Ben de yukarıda yazılanlardan fikir edindim. Ama yine de metnin bütününü okumadığım için oyun hakkında yorum yapmayı uygun bulmuyorum. Ne zaman ki oyun metni elime geçer; işte o zaman bir edebiyatçı gözüyle oyun hakkındaki görüşlerimi kaleme alırım. Bunu da tamamen tarafsız bir gözle yapacağımdan hiç kimsenin endişesi olmasın…
“Yangın Yerinde Kabare” oyunu neden bu kadar konuşuldu? Konuşuluyor? Düşünün bir kere, daha oyun bilinmeden, meydana dahi çıkmadan “Sansüre uğradı!” yaygarası yapıldı. Çağdışı olarak nitelediğimiz sansür yaygarası sanki de bilerek ve isteyerek ortaya atıldı. Çünkü bizim toplumumuzda ezilmişe karşı, mağdur olana karşı, zorda olana karşı hep bir acıma hissi duyulur. Ona veya onlara karşı koruma duygusu artar. Toplumumuz da ister istemez ezilenin yanında olur hep. Böylece oyunun adı daha şimdiden duyurulmuş oldu.
Ben öyle sanıyorum ki, bu sansür iddiası, tamamen kasıtlı olarak ortaya atıldı. Böylece halkımızda bir merak uyandırılmış oldu. Günlerdir bu haberle çalkalanan ülkemizde, başka bir şey konuşulmaz oldu. Oyun, o kadar çok konuşuldu ki şimdi herkes bu oyunu merak ediyor.

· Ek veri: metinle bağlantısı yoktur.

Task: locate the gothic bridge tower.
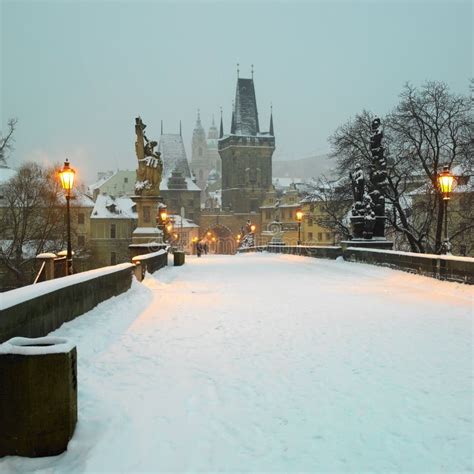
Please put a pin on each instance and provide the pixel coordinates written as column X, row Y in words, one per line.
column 246, row 154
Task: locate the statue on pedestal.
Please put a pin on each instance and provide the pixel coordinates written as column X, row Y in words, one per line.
column 150, row 165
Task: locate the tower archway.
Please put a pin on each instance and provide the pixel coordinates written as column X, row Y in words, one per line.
column 220, row 240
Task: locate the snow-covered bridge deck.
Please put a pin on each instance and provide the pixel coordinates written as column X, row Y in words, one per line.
column 273, row 363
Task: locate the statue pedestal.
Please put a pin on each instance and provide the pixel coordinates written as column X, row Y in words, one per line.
column 147, row 232
column 381, row 244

Büyük ihtimalle oyun, bir şekilde bir yerde, birilerinin desteği ile oynanacak. Tabii, oyun, şimdiden sansürlü damgasını yiyip konuşulduğu için, bazı kesimler, destek amaçlı izlemeye koşacak. Bu kadar reklamdan sonra kim olsa koşar oyuna... Merak unsuru daima ön plana çıkar çünkü. Bu merakın giderilebilmesi için de tek yol oyuna gidip izlemek olacaktır. Ben olsam ben de giderim oyuna.
Kıbrıs Türk Devlet Tiyatroları’na yeni atanan Müdür, “Oyunun sansüre uğramadığını, Denetleme Kurulu’nun oyundaki bazı bölümleri uygun bulmadığını, bu sözlerin değiştirilmesi halinde oyunun oynanabileceğini veya yazarın-yönetmenin başka bir oyunu da oynaması halinde kendisiyle çalışabileceklerini” belirtiyor. Bence de gerçekten güzel bir açıklama. Zaten sansürü bu zamanda hiç kimse kabul etmez ve etmiyor.
Yapılan iş tamamen yasal ve doğru. Yasakçılıkla, sansürle hiç bir ilgisi yok. Yasa, edebi kurula oynanması gereken oyunlar için yetki vermiş. Bu kurul da Devlet Tiyatroları’nın oynayacağı oyunları belirler, tespit eder veya iptaline karar verir. Kurulda kimler vardır? Bu kurulda Devlet Tiyatroları Müdürü, Bakanlıktan 2 Müdür, 1 Dramaturg bulunur. Oyunların oynanmasına da tamamen bu kurul karar verir. Yetki ondadır. Yasa böyle öngörmüştür.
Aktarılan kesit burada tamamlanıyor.